Description
When reading the 1.73.0 release notes, I noticed that the invalid_reference_casting lint was made deny-by-default in #112431, under the premise that casting &T to &mut T via raw pointers is always UB under Stacked Borrows. However, the lint appears a bit overly strict, since such a cast does not cause UB when T is a zero-sized type:
#![allow(invalid_reference_casting)]
fn main() {
let r1: &() = &();
let r2: &mut () = unsafe { &mut *(r1 as *const _ as *mut _) };
*r2 = ();
}Without #![allow(invalid_reference_casting)], this cast triggers the lint in 1.75.0-nightly (187b813 2023-10-03):
error: casting `&T` to `&mut T` is undefined behavior, even if the reference is unused, consider instead using an `UnsafeCell`
--> src/main.rs:5:32
|
5 | let r2: &mut () = unsafe { &mut *(r1 as *const _ as *mut _) };
| ^^^^^^^^^^^^^^^^^^^^^^^^^^^^^^^^
|
= note: for more information, visit <https://doc.rust-lang.org/book/ch15-05-interior-mutability.html>
= note: `#[deny(invalid_reference_casting)]` on by defaultHowever, when the lint is disabled, Miri runs the program successfully, under both Stacked Borrows and Tree Borrows. This makes sense looking at the rules: the reference doesn't point to any bytes, so it doesn't need to perform any access or be granted any permissions.

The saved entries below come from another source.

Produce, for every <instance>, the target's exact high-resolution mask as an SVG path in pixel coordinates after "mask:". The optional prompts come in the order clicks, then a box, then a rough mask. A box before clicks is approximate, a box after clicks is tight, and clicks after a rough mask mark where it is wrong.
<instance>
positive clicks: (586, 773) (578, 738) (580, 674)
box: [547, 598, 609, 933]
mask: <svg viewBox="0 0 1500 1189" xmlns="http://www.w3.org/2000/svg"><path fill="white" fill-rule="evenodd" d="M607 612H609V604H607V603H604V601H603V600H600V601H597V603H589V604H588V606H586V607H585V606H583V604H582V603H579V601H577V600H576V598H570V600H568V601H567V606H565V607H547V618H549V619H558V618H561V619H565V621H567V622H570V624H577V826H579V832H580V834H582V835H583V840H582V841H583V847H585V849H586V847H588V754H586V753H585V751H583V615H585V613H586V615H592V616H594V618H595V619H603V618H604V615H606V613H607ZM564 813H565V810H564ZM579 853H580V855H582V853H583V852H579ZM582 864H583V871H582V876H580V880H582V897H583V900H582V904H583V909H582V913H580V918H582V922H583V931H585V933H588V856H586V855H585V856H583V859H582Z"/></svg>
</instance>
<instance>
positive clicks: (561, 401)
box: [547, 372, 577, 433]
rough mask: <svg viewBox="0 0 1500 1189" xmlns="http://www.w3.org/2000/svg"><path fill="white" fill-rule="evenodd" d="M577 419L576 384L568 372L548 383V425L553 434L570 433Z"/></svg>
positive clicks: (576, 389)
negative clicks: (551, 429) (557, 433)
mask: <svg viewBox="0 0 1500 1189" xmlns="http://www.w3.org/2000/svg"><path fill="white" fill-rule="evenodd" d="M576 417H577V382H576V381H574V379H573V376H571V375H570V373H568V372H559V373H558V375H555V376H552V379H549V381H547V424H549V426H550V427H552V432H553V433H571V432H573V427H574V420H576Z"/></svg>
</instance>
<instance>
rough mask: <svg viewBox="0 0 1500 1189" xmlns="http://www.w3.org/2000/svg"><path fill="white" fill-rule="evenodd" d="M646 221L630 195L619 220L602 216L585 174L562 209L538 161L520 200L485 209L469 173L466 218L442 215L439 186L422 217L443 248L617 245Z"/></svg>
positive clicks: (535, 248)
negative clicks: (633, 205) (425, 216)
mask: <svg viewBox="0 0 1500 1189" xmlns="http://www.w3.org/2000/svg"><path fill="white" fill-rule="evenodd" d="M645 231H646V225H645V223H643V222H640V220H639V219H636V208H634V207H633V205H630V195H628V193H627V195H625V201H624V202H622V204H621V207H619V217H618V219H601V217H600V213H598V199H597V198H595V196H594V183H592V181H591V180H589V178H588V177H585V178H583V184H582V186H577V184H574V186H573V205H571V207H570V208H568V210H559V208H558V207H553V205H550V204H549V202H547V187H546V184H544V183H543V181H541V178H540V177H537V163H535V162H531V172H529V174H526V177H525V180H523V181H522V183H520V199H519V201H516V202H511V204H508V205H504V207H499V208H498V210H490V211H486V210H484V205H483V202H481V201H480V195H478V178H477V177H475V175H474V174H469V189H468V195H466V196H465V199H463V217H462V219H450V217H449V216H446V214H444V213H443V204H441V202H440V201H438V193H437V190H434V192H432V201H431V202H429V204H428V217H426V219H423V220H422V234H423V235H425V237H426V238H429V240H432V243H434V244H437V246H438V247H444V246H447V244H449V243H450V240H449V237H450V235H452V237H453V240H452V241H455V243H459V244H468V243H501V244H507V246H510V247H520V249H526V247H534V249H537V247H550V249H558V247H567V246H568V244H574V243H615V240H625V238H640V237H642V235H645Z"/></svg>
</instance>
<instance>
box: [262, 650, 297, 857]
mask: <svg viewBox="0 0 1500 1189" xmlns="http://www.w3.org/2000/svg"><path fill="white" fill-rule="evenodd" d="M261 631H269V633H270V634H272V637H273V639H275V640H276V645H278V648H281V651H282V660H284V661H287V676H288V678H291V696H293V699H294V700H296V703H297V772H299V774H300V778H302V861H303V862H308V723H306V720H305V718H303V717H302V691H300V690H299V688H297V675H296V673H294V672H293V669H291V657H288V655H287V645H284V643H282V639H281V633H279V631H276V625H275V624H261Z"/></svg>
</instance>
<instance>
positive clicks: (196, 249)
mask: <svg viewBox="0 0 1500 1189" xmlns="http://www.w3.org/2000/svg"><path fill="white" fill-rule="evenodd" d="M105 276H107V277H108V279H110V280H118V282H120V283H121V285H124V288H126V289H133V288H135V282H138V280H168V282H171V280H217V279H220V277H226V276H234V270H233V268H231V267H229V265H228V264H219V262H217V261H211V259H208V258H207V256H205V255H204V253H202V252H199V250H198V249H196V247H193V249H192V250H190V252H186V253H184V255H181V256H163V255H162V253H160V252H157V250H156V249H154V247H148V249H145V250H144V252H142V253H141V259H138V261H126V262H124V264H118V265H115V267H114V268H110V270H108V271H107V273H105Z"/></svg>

This pattern looks a bit dubious when expressed as a reference cast, but it is not UB. Therefore, I would suggest downgrading or turning off the lint when the destination type is a ZST.
Note: An earlier version of this issue also considered directly casting from &UnsafeCell<i32> to &mut i32, which is legal under Stacked Borrows and Tree Borrows, but explicitly called out as UB in the UnsafeCell documentation. It was decided that linting on this case, as well as the related case of casting from &UnsafeCell<i32> to &mut UnsafeCell<i32> which isn't explicitly mentioned, is permissible as an enforcement of library UB until the aliasing rules are ultimately finalized. This was clarified in the diagnostic by #116421.